The first CD add-on that had some missed potential.
Developer: NEC
Release Date: JP: December 4th, 1988
NA: November 1989
Successor: PC-FX
Competitors: Sega CD
Generation: 4th
Discontinued: 1994

The TurboGrafx-CD was a console add-on for the PC Engine/TurboGrafx-16, allowing the console to play games in a CD-ROM format as well as its standard games. This makes it the first CD add-on, and makes the TurboGrafx-16 the first system ever to play CD-based games. In Japan, it was sold in two models, the CD-ROM² (pronounced as CD Rom-Rom), and a revised model which integrated the Super System Card. There was also a combo unit called the PC Engine Duo, which was sold in North America as the TurboDuo. The Duo itself in Japan would get two revisions, the Duo R, which had better build quality and also gave it a white streamlined casing, and the Duo-RX, which was also the last revision for the console itself. It changed the controller to a 6 button controller but was largely the same otherwise.

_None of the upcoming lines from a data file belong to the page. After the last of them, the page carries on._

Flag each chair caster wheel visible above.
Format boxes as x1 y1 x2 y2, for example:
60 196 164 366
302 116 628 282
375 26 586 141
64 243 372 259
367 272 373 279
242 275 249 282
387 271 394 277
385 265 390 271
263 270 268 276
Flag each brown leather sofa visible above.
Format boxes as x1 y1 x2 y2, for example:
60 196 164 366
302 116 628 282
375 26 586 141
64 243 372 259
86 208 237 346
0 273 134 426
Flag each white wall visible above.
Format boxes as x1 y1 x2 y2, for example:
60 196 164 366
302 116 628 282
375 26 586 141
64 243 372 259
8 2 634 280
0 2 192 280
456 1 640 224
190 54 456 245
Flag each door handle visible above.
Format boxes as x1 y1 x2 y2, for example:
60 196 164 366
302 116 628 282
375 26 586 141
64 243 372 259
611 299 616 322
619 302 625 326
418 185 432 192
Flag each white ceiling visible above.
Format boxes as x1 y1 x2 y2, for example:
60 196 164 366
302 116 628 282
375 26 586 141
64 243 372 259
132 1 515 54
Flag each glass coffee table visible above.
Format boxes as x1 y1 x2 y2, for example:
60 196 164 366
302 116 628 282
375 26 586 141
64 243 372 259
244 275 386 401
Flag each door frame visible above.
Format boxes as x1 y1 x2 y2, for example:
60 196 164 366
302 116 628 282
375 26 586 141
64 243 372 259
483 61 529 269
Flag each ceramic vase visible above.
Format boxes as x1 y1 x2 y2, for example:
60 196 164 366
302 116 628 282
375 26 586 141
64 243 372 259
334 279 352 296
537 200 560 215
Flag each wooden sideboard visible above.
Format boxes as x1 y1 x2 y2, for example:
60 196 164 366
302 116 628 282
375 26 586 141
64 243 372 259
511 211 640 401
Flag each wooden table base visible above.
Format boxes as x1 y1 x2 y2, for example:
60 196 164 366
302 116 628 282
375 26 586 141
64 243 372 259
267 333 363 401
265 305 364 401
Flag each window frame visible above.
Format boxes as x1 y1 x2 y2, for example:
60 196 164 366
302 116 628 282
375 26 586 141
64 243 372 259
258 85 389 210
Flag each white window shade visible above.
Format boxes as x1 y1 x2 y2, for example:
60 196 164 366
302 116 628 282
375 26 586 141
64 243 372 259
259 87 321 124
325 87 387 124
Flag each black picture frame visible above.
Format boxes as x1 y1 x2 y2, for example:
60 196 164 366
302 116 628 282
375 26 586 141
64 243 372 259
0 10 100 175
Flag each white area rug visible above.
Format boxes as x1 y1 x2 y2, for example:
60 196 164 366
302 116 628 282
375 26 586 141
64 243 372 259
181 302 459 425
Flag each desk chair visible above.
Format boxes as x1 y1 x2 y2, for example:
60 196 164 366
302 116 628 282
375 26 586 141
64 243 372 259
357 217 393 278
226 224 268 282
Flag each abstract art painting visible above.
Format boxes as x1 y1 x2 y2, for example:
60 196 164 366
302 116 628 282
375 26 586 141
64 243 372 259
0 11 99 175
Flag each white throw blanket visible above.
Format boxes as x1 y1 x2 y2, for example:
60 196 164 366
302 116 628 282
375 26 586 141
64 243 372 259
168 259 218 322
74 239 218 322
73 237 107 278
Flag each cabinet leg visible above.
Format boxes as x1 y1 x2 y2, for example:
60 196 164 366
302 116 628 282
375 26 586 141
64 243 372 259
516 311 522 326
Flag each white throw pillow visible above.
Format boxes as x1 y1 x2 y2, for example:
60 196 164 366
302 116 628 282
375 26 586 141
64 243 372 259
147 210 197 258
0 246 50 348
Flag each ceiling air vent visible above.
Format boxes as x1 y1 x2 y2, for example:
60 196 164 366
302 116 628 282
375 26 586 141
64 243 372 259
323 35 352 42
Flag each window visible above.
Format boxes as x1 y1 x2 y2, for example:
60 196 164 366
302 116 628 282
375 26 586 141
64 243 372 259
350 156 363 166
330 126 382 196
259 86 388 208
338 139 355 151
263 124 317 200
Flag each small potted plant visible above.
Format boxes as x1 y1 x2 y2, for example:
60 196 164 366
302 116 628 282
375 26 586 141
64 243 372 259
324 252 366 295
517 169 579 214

Although it was a hit in Japan, due to a number of factors (including the release of the Sega Genesis and eventually its CD based add-on) the TurboGrafx-CD would never pick up in sales in North America, and eventually be history.

Bad Qualities

  1. Much like other CD add-ons, you needed the base console to play it; meaning that in order to play the TurboGrafx-CD, you need a TurboGrafx-16 console and a TurboGrafx-CD System Card, though you could get a TurboDuo, which combined both of these systems and had a built-in version of the Super System Card.
  2. Very high price of $400 when it first came out, and stayed at that price throughout its selling time. At least when Sega released the Sega CD, they eventually released a cheaper version.
    • Because of its $400 asking price, and the fact that you need a TurboGrafx-16 (which costed $300 at that time) to use it, in total it would cost $700. And this was back in the early 90's.
  3. Demand for the add-on was very low, as a majority of gamers either owned a Sega Genesis or a Super Nintendo.
  4. Instead of being on the side or on the top of the console, it was in the back. Fortunately, this wasn't the case in Japan.
  5. Audio quality on the system was sub-par at best, but voice audio quality were horrendous, with Castlevania: Rondo of Blood as an exception, which used Red Book audio.